A patriotic pickup of beaches' trash
Dozens of volunteers clear away tons of trash and fireworks from shorelines.
By ELISABETH DYER
Published July 13, 2007
What did you do with those spent holiday sparklers and smoldering bottle rockets?
Some of your neighbors hope you didn't stick them in the sand, or for that matter, toss them in the bay.
"We love our beach," said Carol Curtiss, who came out last week to pick up trash off Picnic Island Beach. "We love our picnic area. We want to keep it nice."
Curtiss was one of more than 50 volunteers who picked up about a ton of trash at Picnic Island Park the morning after the July Fourth holiday.
Thirteen-year-old David Escobio came with a group from Camp Bayshore, run by Bayshore Christian School.
"We found bottles, cans, napkins, plastic bags and pieces of fireworks," he said. He doesn't litter, he said, and he doesn't plan to either, after cleaning up after others. "I'll think about it even more."

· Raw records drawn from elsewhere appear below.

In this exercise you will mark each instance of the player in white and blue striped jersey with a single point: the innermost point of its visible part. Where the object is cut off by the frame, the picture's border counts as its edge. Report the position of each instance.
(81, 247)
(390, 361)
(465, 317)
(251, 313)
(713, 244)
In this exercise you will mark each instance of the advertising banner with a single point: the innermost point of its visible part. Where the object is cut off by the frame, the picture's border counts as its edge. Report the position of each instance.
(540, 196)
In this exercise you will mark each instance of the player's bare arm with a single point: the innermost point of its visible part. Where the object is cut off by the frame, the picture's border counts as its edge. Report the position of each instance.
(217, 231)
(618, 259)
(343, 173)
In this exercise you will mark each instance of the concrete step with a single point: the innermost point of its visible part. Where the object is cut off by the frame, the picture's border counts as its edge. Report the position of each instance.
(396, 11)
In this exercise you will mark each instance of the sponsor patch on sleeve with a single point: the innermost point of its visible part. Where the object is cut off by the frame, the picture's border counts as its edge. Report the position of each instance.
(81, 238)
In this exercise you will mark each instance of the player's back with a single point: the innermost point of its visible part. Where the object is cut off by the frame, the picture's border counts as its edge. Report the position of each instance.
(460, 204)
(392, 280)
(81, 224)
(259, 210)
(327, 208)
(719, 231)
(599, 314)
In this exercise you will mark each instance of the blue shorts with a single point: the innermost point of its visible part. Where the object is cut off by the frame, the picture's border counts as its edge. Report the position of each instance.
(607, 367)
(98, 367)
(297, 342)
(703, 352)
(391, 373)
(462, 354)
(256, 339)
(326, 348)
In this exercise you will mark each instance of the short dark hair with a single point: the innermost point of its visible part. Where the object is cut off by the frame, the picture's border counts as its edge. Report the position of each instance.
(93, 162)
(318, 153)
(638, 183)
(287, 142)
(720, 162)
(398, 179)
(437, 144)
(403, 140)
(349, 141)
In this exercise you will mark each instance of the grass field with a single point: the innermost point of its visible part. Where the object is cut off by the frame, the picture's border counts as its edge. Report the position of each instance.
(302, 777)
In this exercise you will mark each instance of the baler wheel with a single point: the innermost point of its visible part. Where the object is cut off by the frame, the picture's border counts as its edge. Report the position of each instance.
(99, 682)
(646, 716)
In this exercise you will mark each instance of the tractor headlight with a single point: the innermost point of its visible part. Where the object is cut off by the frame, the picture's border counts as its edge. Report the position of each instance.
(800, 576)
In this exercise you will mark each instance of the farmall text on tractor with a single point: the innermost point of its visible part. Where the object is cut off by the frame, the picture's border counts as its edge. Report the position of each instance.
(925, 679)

At Ben T. Davis Beach along the Courtney Campbell Parkway, 30 volunteers picked up about 4 tons of trash, said Andy Lutton, executive director of the Mayor's Beautification Program. That was about the norm compared with past years, when junior lifeguards have shouldered the cleanup burden. This year, the nonprofit program recruited volunteers to lend a hand. They plan to make it an annual cleanup event.
Fireworks remnants can be a fire hazard if placed in trash cans too soon.
But if not picked up quickly from shores, they float out to sea, where they contaminate water and choke fish.